Fotografia de Kristina Truluck
Fotografia de Kristina Truluck

De cada vez que acontece um grande torneio ou se celebra uma vitória memorável, emergem nas redes sociais – goste-se ou não, com os seus defeitos e capacidades, o lugar onde circula hoje a opinião mais autónoma e plural –, muitas vozes que rejeitam o futebol como desporto de massas e celebração de um prazer ou de uma paixão. Pode ser apenas a demonstração verbal de um legítimo desinteresse por algo de que se não gosta, ou então a rejeição dos gastos e dos negócios obscenos que envolve, ou ainda o natural protesto pelo destaque exagerado e obsessivo que nessas alturas o jogo ocupa nos meios de comunicação.

Outras vezes, porém, é mais que isso, surgindo em certos casos como expressão de repulsa ou mesmo de ódio. Um ódio irracional e agressivo, como todos os ódios, que é diretamente projetado sobre quem o acolhe como praticante ou como adepto. Os argumentos são sempre os mesmos: o futebol será manifestação de despolitização ou de incultura, o reino negro do dinheiro sujo e do desperdício, recreio para rapazes estúpidos ou para fanáticos, pura perda de tempo quando tanto há de «verdadeiramente importante para fazer». Ainda que a vida seja feita também dos vícios e dos nadas que a tornam mais complexa e emotiva.

Em Futebol: Sol e Sombra, Eduardo Galeano fala-nos do desprezo que ao futebol têm votado muitos intelectuais elitistas e conservadores, precisamente porque o associam ao gosto popular: «O instinto animal impõe-se à razão humana, a ignorância arrasa a Cultura, e assim a relé tem o que quer». Lembra também o ataque que lhe tem sido feito por alguns autores politicamente de esquerda, para os quais este «castra as massas e desbarata a sua energia revolucionária», surgindo como uma «maquinação da burguesia», como anestésico da «consciência de classe» e ópio do povo.

São, no entanto, inúmeros os criadores, os pensadores ou os ativistas que o consideram parte substancial da vida, que o tomam como espaço singular de socialização, que o incorporam no seu processo de representação do mundo, que o incluem como valor seguro das suas existências. Gramsci chamou-lhe um dia «reino da lealdade humana exercida ao ar livre», Camus disse que tudo aquilo que aprendera «sobre a moral e a responsabilidade humana» o devia ao futebol, Pasolini, que o adorava,  considerou-o «a maior representação do sagrado do nosso tempo, mas também rito profundo e evasão», Salman Rushdie reconheceu que, mais do que quando publica um livro, sente particular prazer se o Tottenham bate o Manchester United num disputado 3-2, e Julian Barnes, invejo-lhe a sorte, é adepto do Leicester City.

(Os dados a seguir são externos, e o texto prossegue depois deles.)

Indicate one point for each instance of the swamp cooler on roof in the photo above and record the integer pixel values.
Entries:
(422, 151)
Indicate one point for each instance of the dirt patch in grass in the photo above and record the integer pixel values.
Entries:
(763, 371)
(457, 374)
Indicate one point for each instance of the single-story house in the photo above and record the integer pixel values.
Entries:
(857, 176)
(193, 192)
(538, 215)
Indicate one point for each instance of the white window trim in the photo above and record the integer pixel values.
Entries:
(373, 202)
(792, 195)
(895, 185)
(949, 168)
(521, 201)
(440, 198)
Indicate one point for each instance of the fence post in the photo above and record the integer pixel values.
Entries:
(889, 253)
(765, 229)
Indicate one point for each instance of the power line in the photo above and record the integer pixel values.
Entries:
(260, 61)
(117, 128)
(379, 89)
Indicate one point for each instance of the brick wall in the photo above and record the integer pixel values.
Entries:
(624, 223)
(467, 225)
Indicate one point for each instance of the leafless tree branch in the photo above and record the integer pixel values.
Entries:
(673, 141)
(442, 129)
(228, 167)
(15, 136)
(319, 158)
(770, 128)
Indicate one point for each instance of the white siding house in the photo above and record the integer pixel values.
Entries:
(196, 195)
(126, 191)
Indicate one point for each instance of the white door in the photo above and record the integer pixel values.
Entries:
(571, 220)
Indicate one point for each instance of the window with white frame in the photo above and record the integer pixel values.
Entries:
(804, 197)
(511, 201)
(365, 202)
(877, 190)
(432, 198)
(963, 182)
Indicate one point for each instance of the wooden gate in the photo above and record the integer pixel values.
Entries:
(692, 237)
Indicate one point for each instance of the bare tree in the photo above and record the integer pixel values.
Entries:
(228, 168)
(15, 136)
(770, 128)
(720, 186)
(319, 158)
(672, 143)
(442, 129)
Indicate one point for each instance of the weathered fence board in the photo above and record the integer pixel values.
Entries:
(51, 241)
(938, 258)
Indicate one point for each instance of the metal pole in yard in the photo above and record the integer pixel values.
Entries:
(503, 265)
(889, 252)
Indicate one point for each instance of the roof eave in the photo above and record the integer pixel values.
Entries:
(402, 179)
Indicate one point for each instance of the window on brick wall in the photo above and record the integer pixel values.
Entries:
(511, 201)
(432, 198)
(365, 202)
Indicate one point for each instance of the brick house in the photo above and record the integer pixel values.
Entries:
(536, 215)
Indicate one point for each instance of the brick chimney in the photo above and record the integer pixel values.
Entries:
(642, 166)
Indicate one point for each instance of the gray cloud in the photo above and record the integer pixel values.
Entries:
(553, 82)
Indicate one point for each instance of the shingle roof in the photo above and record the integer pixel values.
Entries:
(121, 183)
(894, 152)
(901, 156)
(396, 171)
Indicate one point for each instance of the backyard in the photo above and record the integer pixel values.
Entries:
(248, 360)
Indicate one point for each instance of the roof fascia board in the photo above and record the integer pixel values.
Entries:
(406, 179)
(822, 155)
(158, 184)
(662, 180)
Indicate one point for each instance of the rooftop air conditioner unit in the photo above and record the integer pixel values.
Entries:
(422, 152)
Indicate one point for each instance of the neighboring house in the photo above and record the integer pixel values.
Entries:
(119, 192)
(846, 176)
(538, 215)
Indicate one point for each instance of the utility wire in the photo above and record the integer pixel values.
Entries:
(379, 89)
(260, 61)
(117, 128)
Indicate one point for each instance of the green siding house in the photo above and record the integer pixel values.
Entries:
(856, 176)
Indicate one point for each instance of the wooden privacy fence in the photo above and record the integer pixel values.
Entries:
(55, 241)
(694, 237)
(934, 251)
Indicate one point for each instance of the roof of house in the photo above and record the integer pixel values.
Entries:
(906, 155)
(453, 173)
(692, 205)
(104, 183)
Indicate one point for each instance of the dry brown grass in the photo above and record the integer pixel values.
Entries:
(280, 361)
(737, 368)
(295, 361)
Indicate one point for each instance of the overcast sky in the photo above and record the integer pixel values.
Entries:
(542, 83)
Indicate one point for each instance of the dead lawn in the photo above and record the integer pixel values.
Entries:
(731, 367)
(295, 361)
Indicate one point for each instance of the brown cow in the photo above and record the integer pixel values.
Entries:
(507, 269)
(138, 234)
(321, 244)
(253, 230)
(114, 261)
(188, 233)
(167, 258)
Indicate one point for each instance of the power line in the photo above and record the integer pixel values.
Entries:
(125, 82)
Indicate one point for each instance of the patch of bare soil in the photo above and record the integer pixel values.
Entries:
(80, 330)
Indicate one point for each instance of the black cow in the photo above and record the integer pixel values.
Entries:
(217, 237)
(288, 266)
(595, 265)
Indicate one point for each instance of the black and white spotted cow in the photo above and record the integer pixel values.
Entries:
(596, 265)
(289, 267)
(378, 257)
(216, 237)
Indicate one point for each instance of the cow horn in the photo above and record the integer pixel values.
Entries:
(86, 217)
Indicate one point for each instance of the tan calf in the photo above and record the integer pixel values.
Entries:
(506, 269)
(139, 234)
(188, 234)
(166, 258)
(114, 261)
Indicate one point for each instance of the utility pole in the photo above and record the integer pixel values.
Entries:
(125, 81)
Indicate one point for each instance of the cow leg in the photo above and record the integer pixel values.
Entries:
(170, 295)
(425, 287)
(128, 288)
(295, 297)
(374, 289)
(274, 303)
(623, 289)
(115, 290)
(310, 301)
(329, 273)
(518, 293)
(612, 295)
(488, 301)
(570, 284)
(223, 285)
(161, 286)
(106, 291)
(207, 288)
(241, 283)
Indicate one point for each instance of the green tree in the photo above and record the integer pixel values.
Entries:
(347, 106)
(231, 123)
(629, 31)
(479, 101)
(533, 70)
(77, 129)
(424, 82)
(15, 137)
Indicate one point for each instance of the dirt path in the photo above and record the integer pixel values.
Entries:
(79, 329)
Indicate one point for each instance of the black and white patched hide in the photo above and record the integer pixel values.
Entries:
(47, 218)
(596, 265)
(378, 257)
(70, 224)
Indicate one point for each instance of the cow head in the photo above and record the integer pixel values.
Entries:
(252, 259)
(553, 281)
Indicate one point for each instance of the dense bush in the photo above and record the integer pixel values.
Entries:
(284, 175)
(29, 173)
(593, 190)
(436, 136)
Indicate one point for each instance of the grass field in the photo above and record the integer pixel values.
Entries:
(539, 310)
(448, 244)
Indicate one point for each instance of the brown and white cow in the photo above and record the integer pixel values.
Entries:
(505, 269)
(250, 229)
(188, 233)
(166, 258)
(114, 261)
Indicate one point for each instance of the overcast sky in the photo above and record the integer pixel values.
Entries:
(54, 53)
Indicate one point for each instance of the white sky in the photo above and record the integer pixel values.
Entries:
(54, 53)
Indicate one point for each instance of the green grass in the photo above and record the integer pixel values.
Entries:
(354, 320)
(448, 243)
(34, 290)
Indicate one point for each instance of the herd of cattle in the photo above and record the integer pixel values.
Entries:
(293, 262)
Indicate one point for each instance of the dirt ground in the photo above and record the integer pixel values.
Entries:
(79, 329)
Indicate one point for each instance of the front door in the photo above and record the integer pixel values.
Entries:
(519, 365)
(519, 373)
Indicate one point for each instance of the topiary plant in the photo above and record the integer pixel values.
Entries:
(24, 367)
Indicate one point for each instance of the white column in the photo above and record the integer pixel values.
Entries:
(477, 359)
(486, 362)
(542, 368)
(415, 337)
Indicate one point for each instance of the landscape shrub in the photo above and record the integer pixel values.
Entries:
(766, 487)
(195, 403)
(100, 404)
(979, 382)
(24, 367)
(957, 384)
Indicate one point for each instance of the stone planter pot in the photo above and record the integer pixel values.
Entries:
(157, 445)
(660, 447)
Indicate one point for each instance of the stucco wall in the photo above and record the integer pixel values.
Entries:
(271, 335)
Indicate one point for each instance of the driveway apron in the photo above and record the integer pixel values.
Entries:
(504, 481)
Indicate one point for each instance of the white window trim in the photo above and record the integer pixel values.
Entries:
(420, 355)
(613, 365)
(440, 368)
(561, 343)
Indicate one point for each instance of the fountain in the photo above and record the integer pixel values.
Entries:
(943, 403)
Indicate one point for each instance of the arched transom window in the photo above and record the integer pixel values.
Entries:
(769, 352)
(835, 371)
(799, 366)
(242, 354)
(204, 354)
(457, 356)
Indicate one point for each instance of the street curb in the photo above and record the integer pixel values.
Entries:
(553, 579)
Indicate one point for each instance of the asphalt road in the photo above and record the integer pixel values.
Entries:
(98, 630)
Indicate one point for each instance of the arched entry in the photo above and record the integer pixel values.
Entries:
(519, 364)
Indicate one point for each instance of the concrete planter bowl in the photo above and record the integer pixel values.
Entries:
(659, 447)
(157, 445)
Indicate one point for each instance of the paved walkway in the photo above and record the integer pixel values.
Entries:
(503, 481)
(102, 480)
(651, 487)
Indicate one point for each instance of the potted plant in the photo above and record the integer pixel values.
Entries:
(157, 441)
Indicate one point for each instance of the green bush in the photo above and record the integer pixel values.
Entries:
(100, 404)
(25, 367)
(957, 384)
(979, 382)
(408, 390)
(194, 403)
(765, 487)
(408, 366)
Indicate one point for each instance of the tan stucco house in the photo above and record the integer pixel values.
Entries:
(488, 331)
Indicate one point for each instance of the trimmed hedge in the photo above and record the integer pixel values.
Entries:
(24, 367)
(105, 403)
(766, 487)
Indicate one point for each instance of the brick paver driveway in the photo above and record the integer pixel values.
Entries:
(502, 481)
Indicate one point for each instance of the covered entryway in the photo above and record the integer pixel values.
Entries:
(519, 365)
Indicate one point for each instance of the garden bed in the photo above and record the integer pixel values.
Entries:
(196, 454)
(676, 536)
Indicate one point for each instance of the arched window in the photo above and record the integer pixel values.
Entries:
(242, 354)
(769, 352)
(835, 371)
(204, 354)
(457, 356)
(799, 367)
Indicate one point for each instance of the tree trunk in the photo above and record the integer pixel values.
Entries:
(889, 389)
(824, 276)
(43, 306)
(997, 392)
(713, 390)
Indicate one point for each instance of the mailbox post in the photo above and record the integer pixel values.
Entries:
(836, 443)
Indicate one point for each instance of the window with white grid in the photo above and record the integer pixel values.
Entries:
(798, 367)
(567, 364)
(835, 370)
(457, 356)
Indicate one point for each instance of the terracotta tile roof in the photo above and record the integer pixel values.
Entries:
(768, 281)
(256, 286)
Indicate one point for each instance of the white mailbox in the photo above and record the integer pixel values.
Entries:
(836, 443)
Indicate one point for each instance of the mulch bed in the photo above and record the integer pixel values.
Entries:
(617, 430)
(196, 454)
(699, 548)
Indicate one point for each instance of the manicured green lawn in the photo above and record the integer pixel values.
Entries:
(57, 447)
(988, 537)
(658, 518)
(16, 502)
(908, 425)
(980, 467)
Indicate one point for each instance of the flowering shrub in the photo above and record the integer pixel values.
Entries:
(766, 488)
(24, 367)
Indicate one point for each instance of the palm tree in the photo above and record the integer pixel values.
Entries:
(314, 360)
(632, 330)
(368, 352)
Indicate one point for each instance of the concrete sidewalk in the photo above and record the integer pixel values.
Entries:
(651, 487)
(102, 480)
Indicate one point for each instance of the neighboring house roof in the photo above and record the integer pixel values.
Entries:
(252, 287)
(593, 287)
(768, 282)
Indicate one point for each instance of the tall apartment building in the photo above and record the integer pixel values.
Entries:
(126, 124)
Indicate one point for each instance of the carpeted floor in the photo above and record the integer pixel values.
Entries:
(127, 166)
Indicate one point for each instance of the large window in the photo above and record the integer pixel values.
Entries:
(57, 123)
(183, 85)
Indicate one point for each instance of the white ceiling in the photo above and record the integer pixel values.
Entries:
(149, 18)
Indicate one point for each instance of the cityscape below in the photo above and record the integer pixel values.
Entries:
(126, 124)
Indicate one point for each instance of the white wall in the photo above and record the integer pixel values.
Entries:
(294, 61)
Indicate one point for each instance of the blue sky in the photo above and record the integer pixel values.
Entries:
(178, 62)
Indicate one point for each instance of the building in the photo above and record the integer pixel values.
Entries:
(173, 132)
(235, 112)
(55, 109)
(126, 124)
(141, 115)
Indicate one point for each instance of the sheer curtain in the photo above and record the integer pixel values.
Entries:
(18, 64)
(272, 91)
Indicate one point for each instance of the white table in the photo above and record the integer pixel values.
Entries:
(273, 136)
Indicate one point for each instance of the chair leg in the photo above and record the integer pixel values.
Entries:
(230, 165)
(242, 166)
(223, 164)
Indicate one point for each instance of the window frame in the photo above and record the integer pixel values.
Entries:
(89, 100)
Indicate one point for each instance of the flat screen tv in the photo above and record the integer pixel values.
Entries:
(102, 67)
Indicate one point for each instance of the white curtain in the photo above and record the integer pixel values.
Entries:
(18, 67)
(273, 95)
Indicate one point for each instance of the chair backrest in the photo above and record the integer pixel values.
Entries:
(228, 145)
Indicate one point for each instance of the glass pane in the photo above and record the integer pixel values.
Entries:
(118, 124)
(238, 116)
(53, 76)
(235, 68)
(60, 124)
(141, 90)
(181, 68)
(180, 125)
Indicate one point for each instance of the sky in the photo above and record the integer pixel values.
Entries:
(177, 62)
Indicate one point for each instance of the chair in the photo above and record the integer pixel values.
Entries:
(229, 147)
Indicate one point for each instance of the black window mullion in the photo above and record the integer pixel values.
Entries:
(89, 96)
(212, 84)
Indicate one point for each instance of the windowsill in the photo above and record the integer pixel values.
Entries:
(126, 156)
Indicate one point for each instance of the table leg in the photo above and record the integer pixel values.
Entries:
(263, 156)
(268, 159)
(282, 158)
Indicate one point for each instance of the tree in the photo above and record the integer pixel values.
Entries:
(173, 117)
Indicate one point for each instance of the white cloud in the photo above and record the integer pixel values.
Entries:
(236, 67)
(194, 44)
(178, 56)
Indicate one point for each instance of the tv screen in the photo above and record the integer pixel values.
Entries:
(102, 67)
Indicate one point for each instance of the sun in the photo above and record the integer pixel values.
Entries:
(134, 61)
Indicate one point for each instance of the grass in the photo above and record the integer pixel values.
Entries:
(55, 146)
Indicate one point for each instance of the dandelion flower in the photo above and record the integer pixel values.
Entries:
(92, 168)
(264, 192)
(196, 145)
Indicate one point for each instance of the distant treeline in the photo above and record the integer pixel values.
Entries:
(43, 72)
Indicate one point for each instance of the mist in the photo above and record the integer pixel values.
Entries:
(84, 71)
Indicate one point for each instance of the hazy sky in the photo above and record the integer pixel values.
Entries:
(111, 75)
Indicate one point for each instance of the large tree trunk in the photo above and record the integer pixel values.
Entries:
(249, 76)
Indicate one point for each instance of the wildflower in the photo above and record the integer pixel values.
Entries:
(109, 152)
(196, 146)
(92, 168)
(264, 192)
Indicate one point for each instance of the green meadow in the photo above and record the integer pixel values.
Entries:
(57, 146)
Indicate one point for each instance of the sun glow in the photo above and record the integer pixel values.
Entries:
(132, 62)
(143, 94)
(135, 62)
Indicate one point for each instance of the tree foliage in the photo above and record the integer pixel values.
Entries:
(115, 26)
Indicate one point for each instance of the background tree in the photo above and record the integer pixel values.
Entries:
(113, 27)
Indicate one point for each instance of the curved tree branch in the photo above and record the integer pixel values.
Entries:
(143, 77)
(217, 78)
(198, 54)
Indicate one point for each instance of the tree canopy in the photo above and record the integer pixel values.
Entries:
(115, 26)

No que me diz respeito, faço jogo duplo. Gosto muito de futebol (do jogo em si, de muitos jogadores, miúdos, graúdos ou veteranos, vivos ou desaparecidos), mas detesto inúmeras práticas do seu mundo tentacular (a «clubite», a maioria das claques, certos dirigentes, os interesses instalados, a vampirização da modalidade pelas televisões). Tenho um clube do coração, que jamais considero «o melhor do mundo», embora gostasse muito que vencesse sempre. E até prefiro que os seus rivais sejam fortes, para que me saibam melhor as vitórias e custem menos as derrotas. Durmo sempre melhor.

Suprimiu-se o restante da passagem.